Каждый день Рожков возвращался с работы, выпивал самогон — водка ведь была запрещена в России целых десять лет, с 1914 по 1924 год, — выгонял к утру жену простоволосую, и спектакль начинался. Оскорбления матерной руганью в лицо этой женщины. Пудовый кулак Рожкова хлестал по лицу, по ребрам, по спине. Кончалось это тем, что кузнец сбивал жену с ног и топтал. Женщина только стонала.

Никто из зрителей никогда в таких случаях не вступается. Не вступались и в Вологде. Я стоял у дома, глядя на всю эту сцену из щели дверей. Сердце мое билось.

За спиной я услышал дыхание матери.

Рожков погнал жену куда-то на улицу, догнал и поддал ей жару.

— Вот таким, — сказала мама моя, — я не хотела бы, чтобы ты вырос.

Я таким и не вырос, мама!

Второй случай такого же рода коснулся меня. Я красил лодку отца — все остальное было продано, но лодка осталась. Никто на ней не ездил, но краску берегли для кого-то, для чего-то. Потом и эта лодка исчезла.

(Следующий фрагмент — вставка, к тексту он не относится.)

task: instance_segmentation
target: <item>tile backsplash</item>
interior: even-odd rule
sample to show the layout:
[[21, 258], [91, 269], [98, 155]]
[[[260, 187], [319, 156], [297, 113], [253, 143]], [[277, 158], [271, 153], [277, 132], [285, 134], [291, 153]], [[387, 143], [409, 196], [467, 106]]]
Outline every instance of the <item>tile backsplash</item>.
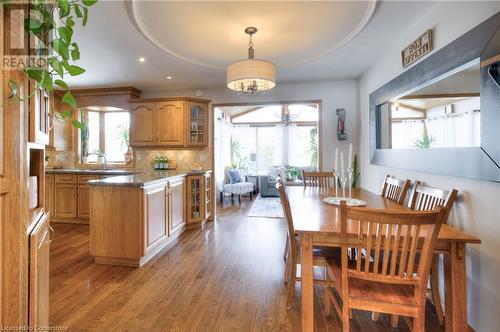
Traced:
[[46, 148], [45, 156], [49, 157], [49, 167], [62, 166], [64, 168], [71, 168], [75, 165], [72, 150], [56, 151], [52, 148]]
[[135, 168], [152, 169], [156, 156], [166, 156], [169, 161], [177, 164], [177, 169], [191, 169], [194, 163], [202, 168], [210, 168], [208, 149], [203, 150], [144, 150], [135, 151]]
[[[72, 150], [56, 151], [52, 148], [45, 150], [49, 156], [49, 167], [62, 166], [72, 168], [75, 160]], [[169, 161], [177, 165], [177, 169], [190, 170], [194, 163], [198, 163], [202, 168], [210, 168], [210, 151], [208, 148], [197, 150], [149, 150], [137, 149], [134, 151], [136, 169], [153, 169], [154, 158], [158, 155], [166, 156]]]

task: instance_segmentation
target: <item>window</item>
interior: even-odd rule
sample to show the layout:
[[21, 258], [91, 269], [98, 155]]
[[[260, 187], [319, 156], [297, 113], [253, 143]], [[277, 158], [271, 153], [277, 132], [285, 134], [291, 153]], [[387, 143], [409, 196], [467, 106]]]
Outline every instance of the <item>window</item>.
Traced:
[[318, 169], [317, 104], [255, 107], [232, 119], [232, 164], [265, 175], [270, 166]]
[[99, 152], [106, 156], [107, 162], [125, 162], [129, 145], [130, 113], [84, 111], [84, 119], [89, 127], [88, 162], [97, 162]]

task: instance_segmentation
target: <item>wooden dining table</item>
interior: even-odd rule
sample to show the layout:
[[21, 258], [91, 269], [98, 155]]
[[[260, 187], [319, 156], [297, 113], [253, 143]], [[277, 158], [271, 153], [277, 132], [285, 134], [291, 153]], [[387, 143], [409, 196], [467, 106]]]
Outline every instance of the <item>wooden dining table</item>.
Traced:
[[[323, 201], [326, 197], [337, 195], [335, 195], [335, 189], [330, 188], [288, 186], [286, 191], [290, 202], [293, 226], [300, 238], [302, 331], [313, 331], [313, 247], [341, 246], [339, 209], [337, 206]], [[409, 210], [408, 207], [365, 189], [353, 188], [352, 198], [364, 200], [368, 208]], [[349, 224], [350, 222], [347, 225], [348, 233], [353, 235], [349, 238], [355, 241], [357, 228], [354, 225], [351, 227]], [[422, 233], [422, 236], [425, 236], [425, 232]], [[441, 227], [435, 252], [444, 254], [446, 331], [467, 331], [465, 246], [469, 243], [478, 244], [481, 241], [449, 225]]]

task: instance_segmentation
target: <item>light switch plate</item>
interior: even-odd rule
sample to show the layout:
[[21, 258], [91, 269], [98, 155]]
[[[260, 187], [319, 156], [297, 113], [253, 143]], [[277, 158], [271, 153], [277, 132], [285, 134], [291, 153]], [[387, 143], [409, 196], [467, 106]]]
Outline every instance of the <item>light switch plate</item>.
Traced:
[[206, 153], [200, 153], [200, 161], [201, 162], [207, 161], [207, 154]]
[[64, 154], [57, 154], [56, 155], [56, 161], [66, 161], [66, 155], [64, 155]]

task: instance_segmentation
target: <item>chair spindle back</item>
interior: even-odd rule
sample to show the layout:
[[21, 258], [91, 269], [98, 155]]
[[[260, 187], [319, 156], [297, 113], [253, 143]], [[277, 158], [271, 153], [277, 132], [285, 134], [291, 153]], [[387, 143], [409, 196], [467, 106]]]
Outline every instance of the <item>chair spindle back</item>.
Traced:
[[306, 172], [302, 171], [302, 183], [304, 188], [319, 187], [333, 188], [335, 186], [333, 172]]
[[380, 195], [402, 205], [405, 202], [408, 189], [410, 189], [410, 183], [409, 179], [400, 180], [386, 175]]
[[415, 181], [415, 188], [410, 198], [410, 208], [415, 211], [433, 210], [436, 206], [444, 206], [444, 223], [448, 222], [448, 217], [457, 200], [458, 190], [446, 191], [423, 185], [420, 181]]
[[351, 258], [355, 260], [355, 268], [345, 267], [346, 273], [365, 280], [424, 287], [444, 213], [441, 206], [432, 211], [404, 212], [348, 209], [342, 201], [340, 218], [345, 253], [348, 220], [357, 232], [357, 245], [353, 247], [358, 254]]

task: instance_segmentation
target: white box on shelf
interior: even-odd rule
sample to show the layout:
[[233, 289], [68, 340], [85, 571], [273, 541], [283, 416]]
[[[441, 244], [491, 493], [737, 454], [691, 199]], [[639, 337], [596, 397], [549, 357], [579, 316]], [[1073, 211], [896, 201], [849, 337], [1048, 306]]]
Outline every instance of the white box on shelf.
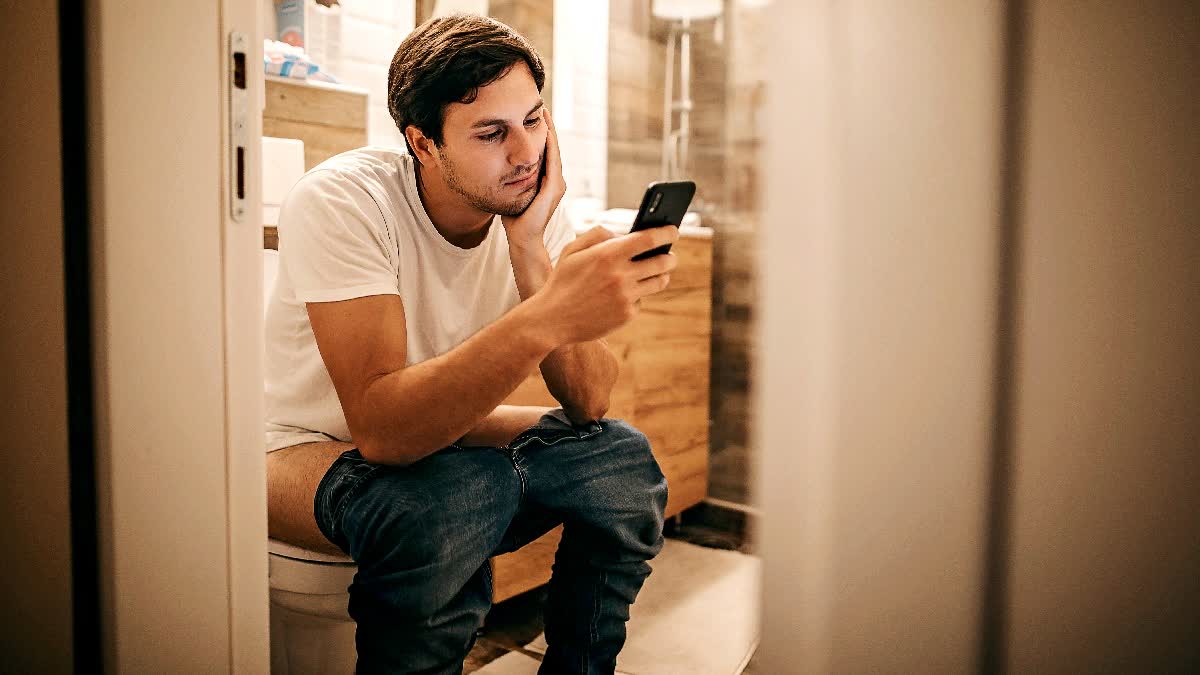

Наверху, над нами, в порядке такого же уплотнения, поселилась семья столяра заводского Корешкова. Туберкулезный больной, лет сорока, Корешков работал в железнодорожных мастерских.

Пока я красил лодку, Корешков тоже смотрел, как спускается котенок сверху по трубе водосточной, я хотел помочь этому котенку спуститься и снял его на землю, но сверху раздался истерический гром угроз истребить все поповское семя, и через две минуты Корешков был передо мной и размахнулся, чтобы ударить; была, к счастью, мама, красила лодку со мной, не дала ему этого сделать. Но ругани, истерической брани тут было много.